Amber se mordió los labios.

–No… no podemos hablar aquí –Amber indicó el cuarto de estar y él, asintiendo, la siguió–. ¿Puedo ofrecerle un café… o cualquier otra cosa?

–No he venido para tomar café. Por favor, siéntese.

Conteniendo la irritación que le producía que le dijeran en su propia casa que se sentara, Amber se sentó en el brazo de uno de los sillones y esperó a que él ocupara el opuesto.

Entonces, suponiendo que tomar la iniciativa era su mejor plan de ataque, Amber dijo:

–Siento que haya hecho un viaje tan largo para nada, pero he de decirle que la carta ha sido un error. Yo…

–¿Admite entonces que la escribió?

–No debería haber sido enviada –dijo ella, eligiendo con sumo cuidado sus palabras–. Siento que haya causado un malentendido.

–¿Un malentendido? –repitió él con censura en la voz.

–La carta no decía que el niño era suyo, ¿verdad?

–No explícitamente, pero eso era lo que daba a entender.

–Siento que no fuera más clara, pero se escribió en un momento de pánico.
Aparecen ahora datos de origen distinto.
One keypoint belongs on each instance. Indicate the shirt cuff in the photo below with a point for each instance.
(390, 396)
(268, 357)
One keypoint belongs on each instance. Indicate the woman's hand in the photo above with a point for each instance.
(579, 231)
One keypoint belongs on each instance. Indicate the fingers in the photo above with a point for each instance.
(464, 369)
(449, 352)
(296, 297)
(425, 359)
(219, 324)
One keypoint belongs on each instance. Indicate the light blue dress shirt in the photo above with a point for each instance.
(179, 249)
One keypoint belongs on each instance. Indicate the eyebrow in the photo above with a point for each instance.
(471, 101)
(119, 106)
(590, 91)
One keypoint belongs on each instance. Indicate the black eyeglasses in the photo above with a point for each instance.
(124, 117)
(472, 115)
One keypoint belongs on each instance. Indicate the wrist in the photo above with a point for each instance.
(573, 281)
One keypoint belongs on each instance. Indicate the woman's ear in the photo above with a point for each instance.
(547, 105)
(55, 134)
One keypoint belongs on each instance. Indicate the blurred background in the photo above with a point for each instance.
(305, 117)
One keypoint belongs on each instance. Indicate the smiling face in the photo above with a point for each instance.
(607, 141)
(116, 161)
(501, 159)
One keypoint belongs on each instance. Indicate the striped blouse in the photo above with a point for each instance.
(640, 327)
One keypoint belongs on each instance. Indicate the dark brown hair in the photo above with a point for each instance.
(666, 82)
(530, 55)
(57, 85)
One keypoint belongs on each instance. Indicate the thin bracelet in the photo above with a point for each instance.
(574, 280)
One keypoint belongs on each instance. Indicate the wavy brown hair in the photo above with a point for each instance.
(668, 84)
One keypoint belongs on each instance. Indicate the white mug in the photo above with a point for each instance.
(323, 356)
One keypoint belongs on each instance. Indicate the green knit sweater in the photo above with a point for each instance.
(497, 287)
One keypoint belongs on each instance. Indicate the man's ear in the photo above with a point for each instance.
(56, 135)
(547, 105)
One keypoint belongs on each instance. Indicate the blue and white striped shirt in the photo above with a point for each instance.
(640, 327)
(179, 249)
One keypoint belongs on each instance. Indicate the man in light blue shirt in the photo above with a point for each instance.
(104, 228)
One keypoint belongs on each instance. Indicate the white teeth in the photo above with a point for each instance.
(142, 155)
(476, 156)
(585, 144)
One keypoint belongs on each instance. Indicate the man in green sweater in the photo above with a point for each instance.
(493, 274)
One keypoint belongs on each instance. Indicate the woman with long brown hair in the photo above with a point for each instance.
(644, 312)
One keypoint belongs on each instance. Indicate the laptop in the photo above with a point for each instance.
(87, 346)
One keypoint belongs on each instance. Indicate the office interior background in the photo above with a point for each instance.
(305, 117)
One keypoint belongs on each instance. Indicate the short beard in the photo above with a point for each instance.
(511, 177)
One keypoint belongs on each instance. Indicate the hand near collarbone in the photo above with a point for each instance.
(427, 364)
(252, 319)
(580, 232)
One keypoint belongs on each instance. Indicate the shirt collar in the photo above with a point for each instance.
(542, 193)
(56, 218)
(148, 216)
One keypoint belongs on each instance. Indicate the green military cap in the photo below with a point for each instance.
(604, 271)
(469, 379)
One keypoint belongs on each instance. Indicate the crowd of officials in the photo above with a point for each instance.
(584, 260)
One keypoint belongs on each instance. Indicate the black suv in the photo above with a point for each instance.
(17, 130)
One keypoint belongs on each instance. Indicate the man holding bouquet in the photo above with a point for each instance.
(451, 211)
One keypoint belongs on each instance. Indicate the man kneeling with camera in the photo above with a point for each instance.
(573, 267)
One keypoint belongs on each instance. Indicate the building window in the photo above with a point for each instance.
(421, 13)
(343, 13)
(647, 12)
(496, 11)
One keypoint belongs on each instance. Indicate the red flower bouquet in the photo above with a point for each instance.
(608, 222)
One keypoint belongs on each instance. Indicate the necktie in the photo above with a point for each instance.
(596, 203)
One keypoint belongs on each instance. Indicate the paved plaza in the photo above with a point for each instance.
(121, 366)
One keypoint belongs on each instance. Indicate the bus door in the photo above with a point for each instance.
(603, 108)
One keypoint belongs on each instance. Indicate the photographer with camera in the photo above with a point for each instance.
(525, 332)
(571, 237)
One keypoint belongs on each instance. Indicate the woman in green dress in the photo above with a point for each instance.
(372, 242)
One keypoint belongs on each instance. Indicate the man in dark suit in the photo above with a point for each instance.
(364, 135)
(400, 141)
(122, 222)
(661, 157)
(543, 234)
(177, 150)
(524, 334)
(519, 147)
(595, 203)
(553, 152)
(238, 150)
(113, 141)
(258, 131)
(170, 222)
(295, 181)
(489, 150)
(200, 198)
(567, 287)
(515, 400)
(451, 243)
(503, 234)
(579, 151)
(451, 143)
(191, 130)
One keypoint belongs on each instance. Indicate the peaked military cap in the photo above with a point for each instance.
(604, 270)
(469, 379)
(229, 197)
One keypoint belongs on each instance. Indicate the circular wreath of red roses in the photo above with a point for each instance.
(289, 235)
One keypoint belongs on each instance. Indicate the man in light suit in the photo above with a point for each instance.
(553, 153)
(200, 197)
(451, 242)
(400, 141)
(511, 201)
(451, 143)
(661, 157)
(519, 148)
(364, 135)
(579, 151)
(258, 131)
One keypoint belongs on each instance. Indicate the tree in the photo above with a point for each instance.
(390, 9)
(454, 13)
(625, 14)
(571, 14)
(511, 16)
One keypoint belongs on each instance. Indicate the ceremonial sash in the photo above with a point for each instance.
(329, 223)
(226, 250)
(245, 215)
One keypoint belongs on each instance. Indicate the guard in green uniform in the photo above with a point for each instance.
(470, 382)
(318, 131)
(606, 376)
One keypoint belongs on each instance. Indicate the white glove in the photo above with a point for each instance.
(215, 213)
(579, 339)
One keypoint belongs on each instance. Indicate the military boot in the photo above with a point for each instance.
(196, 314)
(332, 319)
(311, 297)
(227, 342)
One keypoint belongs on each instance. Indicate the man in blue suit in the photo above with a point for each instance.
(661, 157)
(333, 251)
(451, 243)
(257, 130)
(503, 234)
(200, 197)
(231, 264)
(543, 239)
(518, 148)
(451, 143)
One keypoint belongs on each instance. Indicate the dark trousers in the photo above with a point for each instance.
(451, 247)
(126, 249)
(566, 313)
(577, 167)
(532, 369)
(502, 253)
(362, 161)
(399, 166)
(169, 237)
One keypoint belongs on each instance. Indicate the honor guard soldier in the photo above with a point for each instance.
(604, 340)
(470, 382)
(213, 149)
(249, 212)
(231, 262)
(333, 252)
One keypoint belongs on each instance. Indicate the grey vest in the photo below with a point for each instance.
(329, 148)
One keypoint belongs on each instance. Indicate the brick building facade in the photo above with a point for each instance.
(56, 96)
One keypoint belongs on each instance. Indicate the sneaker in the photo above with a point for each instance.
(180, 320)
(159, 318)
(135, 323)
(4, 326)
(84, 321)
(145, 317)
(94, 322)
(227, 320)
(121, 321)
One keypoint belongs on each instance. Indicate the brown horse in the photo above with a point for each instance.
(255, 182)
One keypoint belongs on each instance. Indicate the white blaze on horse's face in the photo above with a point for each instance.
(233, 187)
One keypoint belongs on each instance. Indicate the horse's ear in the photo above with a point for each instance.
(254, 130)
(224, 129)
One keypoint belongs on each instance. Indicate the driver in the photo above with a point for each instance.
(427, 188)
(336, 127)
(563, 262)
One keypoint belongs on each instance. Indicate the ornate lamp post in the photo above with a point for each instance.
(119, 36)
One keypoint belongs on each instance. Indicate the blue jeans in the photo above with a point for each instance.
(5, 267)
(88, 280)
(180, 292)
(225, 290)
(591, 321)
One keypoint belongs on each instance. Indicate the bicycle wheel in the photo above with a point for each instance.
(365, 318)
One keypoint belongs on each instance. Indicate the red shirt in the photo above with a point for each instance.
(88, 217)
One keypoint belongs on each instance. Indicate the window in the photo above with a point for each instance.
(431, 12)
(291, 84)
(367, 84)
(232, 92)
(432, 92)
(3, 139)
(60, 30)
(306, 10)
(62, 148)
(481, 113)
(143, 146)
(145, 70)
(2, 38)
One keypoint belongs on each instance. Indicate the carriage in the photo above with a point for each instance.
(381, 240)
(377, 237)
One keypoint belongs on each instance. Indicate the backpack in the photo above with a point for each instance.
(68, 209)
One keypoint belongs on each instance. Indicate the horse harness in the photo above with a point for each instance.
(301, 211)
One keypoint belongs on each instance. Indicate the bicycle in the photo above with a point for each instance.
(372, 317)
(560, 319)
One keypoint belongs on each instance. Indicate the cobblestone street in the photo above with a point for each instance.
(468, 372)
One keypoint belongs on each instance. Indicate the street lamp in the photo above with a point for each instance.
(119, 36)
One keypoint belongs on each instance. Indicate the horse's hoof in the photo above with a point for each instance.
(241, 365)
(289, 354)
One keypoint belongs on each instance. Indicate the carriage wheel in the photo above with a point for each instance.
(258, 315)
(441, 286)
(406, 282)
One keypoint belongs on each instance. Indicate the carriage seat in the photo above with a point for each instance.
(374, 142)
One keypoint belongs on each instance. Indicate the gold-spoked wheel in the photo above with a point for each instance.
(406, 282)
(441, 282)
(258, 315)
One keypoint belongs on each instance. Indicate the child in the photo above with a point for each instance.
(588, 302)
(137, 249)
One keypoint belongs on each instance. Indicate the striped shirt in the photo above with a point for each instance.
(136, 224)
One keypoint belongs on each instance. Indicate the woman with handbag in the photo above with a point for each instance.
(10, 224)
Usted dijo en Caracas… –Amber hizo una pausa para asegurarse de que la cita era correcta–. Dijo: «Si tienes algún problema, ponte en contacto conmigo».

Una expresión de incredulidad asomó a las facciones de él.

–La carta se debió a un estúpido impulso –continuó Amber–. No era necesario que viniera usted aquí. Lo mejor que puede hacer es volver a su país y olvidarse de lo ocurrido. Lo siento.

Marco Salzano se levantó del sillón súbitamente; ella, sobresaltada, enderezó la espalda, acobardada.

A pesar de que él no se le acercó, la ira de sus ojos hicieron que le diera un vuelco el corazón.

–¿Que me vaya? –dijo él–. ¿Así de sencillo?

–Ya sé que ha hecho un viaje muy largo y lo sien…

–¡No vuelva a decirme que lo siente! –exclamó él–. En la carta decía que había tenido un niño nueve meses después de… estar juntos en Caracas. ¿Qué se supone que voy a pensar? ¿Que soy la clase de hombre que da dinero a la madre de su hijo para que le deje en paz?